Fixes: 70e806e4e645 ("mm: Do early cow for pinned pages during fork() for ptes")
Cc: Peter Xu <peterx@xxxxxxxxxx>
Cc: David Hildenbrand <david@xxxxxxxxxx>
Signed-off-by: Vlastimil Babka <vbabka@xxxxxxx>
---
Hi, we've seen this in our 5.14 based kernel and it involved the out of
tree gpfs module, but I believe the same thing can happen in LTS's 5.10
and 5.15 without out of tree modules as well. So I'd like your opinion
on this fix before I propose it to stable as a non-standard
version-specific fix (I don't think we'd want to backport fb3d824d1a46
with prerequisities). Thanks.
I recall seeing+discussing this exact patch already a couple years ago :D
Ah, here is the 5.15 version
https://lkml.kernel.org/r/20221028075244.3112566-1-songyuanzheng@xxxxxxxxxx
And the 5.10 version
https://lore.kernel.org/lkml/20221024094911.3054769-1-songyuanzheng@xxxxxxxxxx/
... I could have sworn they got applied.
... and in linux-5.10.y I see
commit 935a8b6202101d7f58fe9cd11287f9cec0d8dd32
Author: Yuanzheng Song <songyuanzheng@xxxxxxxxxx>
Date: Fri Oct 28 03:07:05 2022 +0000
mm/memory: add non-anonymous page check in the copy_present_page()

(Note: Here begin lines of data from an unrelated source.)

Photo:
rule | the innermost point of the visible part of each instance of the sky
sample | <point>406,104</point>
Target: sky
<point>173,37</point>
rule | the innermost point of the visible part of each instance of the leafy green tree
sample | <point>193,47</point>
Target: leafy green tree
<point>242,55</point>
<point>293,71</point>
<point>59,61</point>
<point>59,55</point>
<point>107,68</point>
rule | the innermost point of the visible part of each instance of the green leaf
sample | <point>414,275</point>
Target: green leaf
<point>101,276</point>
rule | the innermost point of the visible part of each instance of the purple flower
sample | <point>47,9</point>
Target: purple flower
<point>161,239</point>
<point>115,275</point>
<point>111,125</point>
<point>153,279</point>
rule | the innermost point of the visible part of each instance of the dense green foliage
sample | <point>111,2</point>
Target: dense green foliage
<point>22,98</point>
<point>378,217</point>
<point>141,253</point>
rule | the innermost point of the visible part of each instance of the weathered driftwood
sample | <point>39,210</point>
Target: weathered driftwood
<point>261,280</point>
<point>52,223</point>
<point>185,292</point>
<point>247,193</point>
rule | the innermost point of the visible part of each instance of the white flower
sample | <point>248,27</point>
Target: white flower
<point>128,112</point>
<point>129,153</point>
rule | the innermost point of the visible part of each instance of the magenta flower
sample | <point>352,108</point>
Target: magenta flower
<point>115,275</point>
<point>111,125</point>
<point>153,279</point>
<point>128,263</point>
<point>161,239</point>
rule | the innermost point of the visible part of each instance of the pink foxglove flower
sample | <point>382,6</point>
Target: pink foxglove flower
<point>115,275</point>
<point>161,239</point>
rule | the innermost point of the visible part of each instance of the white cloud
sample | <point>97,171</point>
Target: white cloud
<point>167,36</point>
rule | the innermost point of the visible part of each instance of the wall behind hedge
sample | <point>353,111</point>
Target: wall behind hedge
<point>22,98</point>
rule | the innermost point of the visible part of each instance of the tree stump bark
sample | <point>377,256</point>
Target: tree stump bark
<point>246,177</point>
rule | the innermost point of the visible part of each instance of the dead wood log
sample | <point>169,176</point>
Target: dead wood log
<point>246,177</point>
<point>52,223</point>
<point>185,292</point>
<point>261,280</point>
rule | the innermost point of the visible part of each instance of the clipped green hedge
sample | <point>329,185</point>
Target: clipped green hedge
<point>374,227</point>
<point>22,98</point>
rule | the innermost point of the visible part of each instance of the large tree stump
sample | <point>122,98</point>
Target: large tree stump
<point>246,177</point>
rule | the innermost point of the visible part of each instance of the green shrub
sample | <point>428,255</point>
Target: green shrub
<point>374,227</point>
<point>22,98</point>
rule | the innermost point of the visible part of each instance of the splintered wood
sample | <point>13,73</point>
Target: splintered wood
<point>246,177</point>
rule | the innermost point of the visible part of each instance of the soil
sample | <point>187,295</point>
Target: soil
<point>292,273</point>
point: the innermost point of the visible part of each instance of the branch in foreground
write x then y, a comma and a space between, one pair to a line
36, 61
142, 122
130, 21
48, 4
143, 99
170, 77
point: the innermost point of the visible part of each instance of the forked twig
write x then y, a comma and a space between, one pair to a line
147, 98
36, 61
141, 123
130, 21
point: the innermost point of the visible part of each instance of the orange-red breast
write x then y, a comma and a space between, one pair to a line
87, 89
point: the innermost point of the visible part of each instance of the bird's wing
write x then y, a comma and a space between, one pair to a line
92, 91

The vma->anon_vma of the child process may be NULL because
the entire vma does not contain anonymous pages. In this
case, a BUG will occur when the copy_present_page() passes
a copy of a non-anonymous page of that vma to the
page_add_new_anon_rmap() to set up new anonymous rmap.
Maybe you missed that the PageAnon() check is simply a couple of lines
further down in there?
--
Cheers,
David / dhildenb